これまでの臨床試験では血糖値や血圧の正常化、インスリン抵抗性に対する改善が示されています。

また、除脂肪体重への作用が報告されています。

注意!! HMBサプリは多く摂ると逆効果

2000年に発表されたHMBの摂取量に関する以下のような研究があります。

筋トレ未経験者を対象に、HMBを摂取しないグループとHMBを1日3g摂取するグループ、HMBを1日6g摂取するグループに分けてウエイトトレーニングをともなった試験を8週間行ないました。

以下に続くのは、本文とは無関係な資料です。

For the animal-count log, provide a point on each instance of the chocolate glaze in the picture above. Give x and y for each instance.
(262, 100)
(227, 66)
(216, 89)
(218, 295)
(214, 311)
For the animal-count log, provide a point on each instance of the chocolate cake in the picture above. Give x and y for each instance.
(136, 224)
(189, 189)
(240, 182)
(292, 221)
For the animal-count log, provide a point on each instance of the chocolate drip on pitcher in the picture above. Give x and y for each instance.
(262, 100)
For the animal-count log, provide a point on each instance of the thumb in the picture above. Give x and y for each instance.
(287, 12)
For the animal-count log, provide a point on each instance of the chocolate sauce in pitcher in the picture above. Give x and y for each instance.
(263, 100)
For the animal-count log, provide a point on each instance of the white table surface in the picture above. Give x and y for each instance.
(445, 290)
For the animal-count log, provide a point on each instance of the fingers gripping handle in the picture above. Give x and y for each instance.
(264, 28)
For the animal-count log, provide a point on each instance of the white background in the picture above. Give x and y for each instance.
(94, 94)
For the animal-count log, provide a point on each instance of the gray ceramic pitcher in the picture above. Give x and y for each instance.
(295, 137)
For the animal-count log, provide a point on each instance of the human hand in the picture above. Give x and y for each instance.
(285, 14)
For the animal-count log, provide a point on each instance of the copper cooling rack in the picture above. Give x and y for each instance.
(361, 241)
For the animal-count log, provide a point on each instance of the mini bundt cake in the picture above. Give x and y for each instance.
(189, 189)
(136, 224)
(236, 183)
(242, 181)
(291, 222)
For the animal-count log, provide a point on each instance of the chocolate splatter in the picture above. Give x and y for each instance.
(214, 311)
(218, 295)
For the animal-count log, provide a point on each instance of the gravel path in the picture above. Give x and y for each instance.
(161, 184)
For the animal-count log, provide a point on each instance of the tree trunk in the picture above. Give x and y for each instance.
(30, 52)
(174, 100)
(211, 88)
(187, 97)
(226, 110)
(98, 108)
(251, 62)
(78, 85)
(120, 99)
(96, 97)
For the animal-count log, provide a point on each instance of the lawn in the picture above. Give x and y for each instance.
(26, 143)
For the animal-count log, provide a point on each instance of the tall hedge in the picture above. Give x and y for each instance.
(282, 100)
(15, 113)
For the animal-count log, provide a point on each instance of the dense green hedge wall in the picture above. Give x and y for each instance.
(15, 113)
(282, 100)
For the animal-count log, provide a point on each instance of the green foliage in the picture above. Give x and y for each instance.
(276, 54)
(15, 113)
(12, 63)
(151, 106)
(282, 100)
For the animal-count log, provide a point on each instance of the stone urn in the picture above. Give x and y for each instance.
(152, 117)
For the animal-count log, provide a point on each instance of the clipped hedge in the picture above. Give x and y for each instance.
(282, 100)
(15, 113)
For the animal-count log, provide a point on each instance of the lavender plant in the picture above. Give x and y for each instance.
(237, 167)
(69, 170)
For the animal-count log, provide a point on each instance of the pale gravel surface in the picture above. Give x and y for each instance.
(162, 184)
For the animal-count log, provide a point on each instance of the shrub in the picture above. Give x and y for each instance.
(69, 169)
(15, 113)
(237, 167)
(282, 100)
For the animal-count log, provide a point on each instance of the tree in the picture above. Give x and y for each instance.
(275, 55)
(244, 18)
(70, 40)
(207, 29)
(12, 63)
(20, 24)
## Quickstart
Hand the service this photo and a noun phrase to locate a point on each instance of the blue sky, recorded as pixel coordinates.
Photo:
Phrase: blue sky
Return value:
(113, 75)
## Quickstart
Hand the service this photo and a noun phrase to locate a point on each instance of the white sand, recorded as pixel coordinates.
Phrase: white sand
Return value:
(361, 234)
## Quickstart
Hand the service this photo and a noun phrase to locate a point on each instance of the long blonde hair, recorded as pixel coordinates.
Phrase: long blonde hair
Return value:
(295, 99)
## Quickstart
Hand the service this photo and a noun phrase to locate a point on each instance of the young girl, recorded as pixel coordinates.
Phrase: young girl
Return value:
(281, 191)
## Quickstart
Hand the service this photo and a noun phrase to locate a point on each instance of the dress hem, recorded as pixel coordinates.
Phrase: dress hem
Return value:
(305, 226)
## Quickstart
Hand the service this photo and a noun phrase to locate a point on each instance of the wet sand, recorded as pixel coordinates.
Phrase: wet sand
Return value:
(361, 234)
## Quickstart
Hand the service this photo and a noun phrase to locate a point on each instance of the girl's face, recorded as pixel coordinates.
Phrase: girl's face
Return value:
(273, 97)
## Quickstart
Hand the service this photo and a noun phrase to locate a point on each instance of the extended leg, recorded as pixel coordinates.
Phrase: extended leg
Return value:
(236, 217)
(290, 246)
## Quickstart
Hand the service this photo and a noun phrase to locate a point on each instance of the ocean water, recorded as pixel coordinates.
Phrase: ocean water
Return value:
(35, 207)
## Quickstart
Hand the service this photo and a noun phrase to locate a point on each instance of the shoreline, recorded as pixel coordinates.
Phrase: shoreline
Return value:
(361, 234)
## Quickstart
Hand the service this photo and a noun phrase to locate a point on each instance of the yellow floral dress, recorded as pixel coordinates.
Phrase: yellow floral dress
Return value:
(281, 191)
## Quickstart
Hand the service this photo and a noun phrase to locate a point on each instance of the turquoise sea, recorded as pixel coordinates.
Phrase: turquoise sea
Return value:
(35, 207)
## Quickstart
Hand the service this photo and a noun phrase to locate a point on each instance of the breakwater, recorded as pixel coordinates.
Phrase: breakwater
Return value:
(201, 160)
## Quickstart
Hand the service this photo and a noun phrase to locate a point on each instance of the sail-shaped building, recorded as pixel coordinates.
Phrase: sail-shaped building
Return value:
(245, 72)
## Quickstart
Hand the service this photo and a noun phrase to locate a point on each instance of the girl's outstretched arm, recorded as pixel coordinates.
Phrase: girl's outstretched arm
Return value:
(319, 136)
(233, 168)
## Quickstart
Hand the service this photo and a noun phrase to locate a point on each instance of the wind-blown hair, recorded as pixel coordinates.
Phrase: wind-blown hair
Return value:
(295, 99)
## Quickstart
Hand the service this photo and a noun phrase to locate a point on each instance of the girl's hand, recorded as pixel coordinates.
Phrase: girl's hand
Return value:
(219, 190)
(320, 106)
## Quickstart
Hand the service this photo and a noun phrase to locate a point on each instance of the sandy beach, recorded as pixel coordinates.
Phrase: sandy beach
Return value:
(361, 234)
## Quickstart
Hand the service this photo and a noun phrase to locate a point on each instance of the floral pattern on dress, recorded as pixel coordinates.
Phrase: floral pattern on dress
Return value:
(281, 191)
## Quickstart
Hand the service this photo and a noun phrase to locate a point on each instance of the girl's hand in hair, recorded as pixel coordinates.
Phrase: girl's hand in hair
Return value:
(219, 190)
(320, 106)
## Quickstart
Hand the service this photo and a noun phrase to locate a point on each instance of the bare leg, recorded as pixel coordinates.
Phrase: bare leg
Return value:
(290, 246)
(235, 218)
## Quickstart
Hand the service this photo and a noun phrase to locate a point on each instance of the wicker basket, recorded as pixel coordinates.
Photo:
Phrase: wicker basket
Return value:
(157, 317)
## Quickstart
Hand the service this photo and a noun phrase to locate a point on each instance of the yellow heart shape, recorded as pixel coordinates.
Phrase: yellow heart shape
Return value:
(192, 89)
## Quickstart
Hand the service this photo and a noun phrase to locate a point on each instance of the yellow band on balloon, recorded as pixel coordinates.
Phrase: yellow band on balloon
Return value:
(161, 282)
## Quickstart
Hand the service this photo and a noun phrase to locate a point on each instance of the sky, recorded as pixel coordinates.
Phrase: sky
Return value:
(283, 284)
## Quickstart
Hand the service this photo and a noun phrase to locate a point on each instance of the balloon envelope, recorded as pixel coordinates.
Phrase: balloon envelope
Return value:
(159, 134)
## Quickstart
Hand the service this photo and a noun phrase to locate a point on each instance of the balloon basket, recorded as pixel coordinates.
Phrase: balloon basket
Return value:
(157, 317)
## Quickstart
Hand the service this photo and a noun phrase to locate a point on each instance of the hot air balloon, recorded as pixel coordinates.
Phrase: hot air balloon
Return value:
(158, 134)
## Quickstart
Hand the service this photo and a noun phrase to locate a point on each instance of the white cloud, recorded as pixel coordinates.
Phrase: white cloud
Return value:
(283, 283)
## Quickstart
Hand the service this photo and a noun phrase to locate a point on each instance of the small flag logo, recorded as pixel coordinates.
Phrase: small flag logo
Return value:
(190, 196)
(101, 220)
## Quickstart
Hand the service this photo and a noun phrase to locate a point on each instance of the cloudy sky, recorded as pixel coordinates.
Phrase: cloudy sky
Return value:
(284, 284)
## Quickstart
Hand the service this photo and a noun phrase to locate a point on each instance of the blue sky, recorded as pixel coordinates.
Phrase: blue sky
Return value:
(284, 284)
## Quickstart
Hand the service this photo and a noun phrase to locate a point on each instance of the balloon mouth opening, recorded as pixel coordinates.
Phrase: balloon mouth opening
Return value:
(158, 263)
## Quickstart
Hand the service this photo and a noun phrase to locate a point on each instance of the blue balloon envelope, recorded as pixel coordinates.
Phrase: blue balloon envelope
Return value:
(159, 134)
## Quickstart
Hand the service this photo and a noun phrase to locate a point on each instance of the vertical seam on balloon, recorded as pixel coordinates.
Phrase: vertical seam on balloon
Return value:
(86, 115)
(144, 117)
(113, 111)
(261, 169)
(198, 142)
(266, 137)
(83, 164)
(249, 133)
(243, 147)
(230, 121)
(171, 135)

その結果、それぞれのグループの8週間後の筋肉量の平均増減のは以下の通りです。

  • HMBを摂取しないグループ:微増
  • HMBを1日3g摂取するグループ:2キロ増量
  • HMBを1日6g摂取するグループ:減少

3gのHMBを摂取したグループはHMBを摂取していないグループよりも筋肉量が有意に増量しましたが、6gのHMB摂取グループは逆に筋肉量が減少しました。

HMBを摂取する時には1日3gという摂取量を厳守することを忘れてはいけません。

この3gという摂取量は、Vukovichらの8週間にわたる週2回のワークアウトにともなった試験により明らかになったことです。

逆に言えば、8週間は摂取しなければ同等の効果は保証されないということです。

また、ウェイトトレーニング抜きでも同等の効果は保証されないということです。

現時点では、具体的な結果が体感できるサプリが少ないだけに、「ビルドマッスルHMB」に対しても「眉唾」というのが正直なところです。

反面、ロイシンの中間代謝体がどれだけ体に効くのか、これまでに摂取したことがないだけに期待大です。